Video Synthesis With Convolutional Autoencoders

This project was my attempt to incorporate a neural network trained to encode images into a video feedback process.

In spring of 2015 I took a seminar in deep learning which got me real excited. Machine learning is the study of general methods for problem solving using optimization and data. Deep learning is a particular approach to ML using models with many differentiable layers of parameters. Especially interesting to me was representation learning: using ML methods to extract meaningful features from "raw" data like the pixels of an image. And I'd been talking a lot to Parag Mital and Andy Sarroff about their respective work with deep learning, sound and video. But what freaked me out the most about deep learning was the similarity between neural networks and the audio/video feedback I'd been using to make noise.

The kind of digital video feedback I'd been playing with was superficially like a recurrent neural network. At each time step, the current frame of video would be computed from the last (and optionally, the current frame of an input video). There would first be some linear function from images to images, like translation or blurring; generally, each pixel would take on a linear combination of pixels in the last frame and input frame. Then, there would be some pixel-wise bounded nonlinearity to keep the process from blowing up, like wrapping around [0, 1] or sigmoid squashing. That's the architecture of an RNN. The only difference was that rather than represent the linear transformation as a big ol' parameter matrix, I would hand-craft it from a few sampling operations in a fragment shader. And instead of training by backpropagation to do some task, I would fiddle with it manually until it had visually interesting dynamics.

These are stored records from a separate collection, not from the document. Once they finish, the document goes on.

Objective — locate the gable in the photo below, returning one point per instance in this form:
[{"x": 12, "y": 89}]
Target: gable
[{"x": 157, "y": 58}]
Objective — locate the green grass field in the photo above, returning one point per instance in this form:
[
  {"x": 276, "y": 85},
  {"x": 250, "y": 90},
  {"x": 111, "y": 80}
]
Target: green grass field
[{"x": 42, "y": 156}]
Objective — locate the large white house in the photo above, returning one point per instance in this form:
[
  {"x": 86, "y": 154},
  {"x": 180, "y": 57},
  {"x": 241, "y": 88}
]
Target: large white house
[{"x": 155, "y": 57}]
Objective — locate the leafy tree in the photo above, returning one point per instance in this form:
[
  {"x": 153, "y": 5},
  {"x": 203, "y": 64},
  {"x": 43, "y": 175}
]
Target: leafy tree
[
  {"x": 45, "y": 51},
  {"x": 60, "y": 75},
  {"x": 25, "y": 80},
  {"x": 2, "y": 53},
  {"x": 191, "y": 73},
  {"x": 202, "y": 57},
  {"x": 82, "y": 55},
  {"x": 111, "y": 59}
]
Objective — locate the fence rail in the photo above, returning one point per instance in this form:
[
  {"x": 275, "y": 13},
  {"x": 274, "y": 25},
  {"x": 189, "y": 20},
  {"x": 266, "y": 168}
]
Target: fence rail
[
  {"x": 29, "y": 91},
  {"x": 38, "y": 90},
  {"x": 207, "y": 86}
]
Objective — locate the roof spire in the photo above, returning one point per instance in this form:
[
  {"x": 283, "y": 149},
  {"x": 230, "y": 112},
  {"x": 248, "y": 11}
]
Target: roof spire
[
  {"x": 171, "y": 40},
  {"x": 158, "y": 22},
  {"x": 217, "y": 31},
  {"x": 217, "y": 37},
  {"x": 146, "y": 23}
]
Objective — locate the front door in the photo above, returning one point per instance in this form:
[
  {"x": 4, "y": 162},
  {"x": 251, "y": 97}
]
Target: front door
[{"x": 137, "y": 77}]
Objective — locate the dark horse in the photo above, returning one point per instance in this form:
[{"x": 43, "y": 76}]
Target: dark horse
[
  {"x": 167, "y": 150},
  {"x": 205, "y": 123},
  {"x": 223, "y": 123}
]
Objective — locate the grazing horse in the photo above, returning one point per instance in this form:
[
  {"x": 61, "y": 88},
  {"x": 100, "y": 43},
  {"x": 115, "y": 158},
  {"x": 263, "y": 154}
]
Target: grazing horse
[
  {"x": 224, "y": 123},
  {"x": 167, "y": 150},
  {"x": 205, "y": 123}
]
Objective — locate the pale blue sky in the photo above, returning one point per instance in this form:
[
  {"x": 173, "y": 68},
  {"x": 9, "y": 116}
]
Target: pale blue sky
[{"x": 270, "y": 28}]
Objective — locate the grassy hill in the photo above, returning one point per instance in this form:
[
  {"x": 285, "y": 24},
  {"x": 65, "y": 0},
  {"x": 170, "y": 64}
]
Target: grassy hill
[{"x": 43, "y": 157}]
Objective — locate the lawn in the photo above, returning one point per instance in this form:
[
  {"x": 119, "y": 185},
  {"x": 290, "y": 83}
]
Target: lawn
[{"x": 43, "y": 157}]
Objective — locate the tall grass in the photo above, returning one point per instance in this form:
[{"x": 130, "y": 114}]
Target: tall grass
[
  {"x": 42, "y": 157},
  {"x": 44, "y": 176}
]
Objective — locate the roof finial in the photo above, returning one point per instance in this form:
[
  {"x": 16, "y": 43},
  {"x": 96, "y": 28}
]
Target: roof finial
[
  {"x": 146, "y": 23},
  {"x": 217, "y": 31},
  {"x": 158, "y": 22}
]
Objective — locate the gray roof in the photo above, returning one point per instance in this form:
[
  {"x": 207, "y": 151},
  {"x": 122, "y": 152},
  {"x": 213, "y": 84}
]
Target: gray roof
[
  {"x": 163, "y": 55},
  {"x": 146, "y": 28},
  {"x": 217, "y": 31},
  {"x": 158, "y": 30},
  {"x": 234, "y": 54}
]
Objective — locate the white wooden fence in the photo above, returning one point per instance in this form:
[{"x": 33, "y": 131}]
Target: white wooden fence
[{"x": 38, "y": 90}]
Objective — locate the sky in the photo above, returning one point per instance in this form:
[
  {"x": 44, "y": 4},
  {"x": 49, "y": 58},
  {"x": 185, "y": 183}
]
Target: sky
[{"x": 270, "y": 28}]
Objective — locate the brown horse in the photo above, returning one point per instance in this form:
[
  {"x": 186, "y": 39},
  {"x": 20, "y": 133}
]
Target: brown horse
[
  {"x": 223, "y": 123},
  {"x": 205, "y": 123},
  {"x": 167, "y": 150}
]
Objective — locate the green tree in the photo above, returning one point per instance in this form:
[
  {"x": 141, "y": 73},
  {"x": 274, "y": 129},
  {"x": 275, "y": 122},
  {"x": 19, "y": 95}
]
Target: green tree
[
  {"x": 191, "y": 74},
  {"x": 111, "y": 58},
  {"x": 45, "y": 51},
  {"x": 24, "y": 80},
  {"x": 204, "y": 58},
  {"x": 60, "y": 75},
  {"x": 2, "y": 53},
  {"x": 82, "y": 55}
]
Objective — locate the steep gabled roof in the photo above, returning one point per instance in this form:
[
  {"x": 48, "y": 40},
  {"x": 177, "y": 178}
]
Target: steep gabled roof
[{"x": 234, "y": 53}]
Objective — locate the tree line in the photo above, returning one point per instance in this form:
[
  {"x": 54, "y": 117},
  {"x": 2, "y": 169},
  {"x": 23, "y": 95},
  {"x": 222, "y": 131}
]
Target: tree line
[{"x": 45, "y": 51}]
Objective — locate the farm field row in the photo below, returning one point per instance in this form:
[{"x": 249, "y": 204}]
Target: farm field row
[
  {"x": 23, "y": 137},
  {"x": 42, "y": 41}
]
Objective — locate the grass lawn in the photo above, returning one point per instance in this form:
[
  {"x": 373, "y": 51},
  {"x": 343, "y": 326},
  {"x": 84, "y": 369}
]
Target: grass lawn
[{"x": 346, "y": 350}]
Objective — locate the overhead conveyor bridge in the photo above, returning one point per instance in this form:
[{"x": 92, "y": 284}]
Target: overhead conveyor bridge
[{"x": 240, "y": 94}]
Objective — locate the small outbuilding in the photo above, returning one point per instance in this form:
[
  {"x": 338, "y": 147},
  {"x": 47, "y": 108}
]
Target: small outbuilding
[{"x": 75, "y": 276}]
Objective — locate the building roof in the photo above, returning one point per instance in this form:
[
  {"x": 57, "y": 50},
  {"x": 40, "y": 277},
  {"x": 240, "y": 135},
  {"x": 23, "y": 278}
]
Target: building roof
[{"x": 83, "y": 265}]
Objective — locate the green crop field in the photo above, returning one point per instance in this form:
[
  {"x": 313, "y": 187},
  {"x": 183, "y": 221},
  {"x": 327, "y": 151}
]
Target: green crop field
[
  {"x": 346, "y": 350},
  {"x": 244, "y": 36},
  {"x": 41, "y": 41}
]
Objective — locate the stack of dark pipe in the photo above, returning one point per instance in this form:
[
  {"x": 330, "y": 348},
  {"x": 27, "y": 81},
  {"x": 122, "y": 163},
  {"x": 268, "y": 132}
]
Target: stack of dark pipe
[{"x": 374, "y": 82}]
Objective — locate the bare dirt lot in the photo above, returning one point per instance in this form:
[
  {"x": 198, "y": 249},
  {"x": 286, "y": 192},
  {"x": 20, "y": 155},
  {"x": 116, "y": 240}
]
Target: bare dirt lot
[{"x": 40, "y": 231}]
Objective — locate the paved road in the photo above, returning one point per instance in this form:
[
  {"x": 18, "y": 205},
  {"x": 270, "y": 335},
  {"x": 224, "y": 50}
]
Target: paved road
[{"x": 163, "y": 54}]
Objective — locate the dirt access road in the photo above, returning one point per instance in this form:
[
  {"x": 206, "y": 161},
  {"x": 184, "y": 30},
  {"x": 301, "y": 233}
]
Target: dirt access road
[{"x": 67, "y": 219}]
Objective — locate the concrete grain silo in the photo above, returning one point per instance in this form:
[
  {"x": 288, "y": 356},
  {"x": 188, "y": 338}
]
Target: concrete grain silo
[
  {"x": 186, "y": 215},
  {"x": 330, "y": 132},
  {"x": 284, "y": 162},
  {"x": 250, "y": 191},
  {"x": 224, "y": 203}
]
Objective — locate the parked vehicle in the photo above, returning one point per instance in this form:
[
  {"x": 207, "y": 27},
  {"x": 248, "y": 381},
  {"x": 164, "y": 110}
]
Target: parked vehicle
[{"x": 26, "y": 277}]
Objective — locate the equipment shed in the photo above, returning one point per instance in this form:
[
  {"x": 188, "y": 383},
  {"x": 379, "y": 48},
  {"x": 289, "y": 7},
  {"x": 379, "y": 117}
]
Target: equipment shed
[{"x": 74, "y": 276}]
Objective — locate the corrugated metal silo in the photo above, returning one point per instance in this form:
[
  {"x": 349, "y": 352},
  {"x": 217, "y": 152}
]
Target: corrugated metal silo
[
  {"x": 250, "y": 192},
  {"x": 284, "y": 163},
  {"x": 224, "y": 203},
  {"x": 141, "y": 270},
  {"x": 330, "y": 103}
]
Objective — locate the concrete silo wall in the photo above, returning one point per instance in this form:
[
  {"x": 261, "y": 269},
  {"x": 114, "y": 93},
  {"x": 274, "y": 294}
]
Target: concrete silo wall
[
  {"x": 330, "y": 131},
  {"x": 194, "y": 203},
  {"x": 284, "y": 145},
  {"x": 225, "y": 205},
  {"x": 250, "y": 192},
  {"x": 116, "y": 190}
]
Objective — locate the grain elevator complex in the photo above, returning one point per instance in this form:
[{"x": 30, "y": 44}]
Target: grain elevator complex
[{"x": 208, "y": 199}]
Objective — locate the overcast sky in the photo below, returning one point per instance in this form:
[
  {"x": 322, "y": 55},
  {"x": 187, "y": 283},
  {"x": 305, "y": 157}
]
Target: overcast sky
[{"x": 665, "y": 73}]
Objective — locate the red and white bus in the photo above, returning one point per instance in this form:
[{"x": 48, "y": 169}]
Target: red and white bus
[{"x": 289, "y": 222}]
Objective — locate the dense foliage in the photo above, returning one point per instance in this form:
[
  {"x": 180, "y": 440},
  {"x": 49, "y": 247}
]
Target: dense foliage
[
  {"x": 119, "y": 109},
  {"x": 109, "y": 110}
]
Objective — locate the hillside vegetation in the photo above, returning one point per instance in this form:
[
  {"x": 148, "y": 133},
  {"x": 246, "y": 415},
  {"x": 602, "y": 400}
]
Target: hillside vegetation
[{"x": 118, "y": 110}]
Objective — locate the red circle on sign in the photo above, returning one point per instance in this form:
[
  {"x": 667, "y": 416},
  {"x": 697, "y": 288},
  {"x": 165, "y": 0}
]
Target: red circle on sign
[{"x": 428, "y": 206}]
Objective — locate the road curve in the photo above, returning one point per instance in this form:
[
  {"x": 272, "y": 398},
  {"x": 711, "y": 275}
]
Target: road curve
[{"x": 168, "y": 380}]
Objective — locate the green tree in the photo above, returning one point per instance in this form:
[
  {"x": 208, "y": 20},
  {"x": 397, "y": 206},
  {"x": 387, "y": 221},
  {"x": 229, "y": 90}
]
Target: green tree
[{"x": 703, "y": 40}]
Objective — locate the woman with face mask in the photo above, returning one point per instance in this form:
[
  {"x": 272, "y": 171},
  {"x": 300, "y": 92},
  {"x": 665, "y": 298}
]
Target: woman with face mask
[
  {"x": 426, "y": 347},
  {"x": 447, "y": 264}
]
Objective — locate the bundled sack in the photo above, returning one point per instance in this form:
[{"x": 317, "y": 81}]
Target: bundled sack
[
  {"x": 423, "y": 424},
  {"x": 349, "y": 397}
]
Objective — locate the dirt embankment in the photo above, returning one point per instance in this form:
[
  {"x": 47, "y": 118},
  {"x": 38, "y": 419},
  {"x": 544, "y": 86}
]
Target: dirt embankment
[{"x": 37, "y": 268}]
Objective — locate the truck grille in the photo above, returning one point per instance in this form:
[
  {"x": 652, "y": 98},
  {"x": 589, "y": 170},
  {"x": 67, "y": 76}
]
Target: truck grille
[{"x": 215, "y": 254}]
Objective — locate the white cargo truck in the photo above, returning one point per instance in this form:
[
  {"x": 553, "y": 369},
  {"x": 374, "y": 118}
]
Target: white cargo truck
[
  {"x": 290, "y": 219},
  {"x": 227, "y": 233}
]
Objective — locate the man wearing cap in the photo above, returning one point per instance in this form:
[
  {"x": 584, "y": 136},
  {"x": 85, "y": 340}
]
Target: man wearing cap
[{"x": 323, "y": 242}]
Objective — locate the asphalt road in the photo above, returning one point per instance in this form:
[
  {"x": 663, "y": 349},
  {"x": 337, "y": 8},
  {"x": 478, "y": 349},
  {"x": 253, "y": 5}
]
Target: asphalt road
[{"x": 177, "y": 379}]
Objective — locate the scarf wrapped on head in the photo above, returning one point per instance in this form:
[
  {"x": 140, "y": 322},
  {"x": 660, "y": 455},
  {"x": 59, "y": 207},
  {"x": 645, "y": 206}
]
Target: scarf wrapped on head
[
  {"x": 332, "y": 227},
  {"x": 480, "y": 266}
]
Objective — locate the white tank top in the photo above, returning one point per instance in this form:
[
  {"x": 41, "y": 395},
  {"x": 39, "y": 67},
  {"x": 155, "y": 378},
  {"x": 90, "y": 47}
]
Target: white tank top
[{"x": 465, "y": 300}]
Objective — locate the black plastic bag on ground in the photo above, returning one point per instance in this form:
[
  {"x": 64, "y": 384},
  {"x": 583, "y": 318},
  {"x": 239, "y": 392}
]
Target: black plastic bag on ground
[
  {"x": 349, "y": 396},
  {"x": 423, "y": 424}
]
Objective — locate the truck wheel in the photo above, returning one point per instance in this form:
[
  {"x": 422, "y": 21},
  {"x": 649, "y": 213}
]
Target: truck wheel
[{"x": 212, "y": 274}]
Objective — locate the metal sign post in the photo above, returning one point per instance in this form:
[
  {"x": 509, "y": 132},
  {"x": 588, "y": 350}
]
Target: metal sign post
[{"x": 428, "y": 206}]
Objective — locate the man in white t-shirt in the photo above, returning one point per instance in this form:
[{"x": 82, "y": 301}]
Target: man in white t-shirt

I might have stopped there and tried to make my video-RNN parameters trainable. But to do what? It was pretty clear I wouldn't make much headway on synthesis of natural video in two weeks, without experience in deep learning software frameworks, and without even a GPU to run on. I wanted a toy-sized problem which might still result in a cool interactive video process. So I came up with a different approach: rather than try to train a recurrent network I would train a feedforward convolutional network, then transplant its parameters into a still partially hand-constructed video process. I came up with a neat way to do that: my CNN would be arranged as an autoencoder. It would have an hourglass shape, moving information out of 2-D image space and into a dense vector representation (which I vaguely hoped would make the network implement a "hierarchy of abstraction"). This would mean that I could bolt an "abstraction dimension" onto the temporal and spatial dimensions of a video feedback process. The autoencoder would implement "texture sampling" from the "less abstract" layer below and "more abstract" layer above. Then I could fiddle with the dynamics by implementing something like "each layer approaches the previous time-step minus the layer above plus the layer below, squashed".

I almost bit off more than I could chew for a seminar project: my approach demanded that I design and train my own neural network with caffe and re-implement the forward pass with OpenGL and spend time exploring the resultant dynamics. I was able to train my autoencoders on CIFAR with some success, and I was able to make some singular boiling multicolored nonsense. But I didn't get the spectacular emergence of natural image qualities I hoped for.

Here's the GitHub, which includes a technical writeup, a jupyter notebook with the autoencoder experiments in it, and the (probably very brittle) source code for an openFrameworks app which runs the process interactively, optionally with webcam input. It's based on early 2015 versions of caffe and openFrameworks. I may still try to get the openFrameworks app running again and capture some video, for posterity.

A few months later deep dream came out. Deep dream does a similar thing: it iteratively alters an image using a pre-trained CNN to manifest natural image qualities. The trick to deep dream is that the mechanism is the same as training the network, optimizing inputs instead of parameters. Vanilla deep dream converges, but it's simple to make a dynamic version by incorporating infinite zoom or similar. Too bad I didn't get into the filter visualization papers for this project -- I failed to realize that backpropagation could do exactly what I wanted!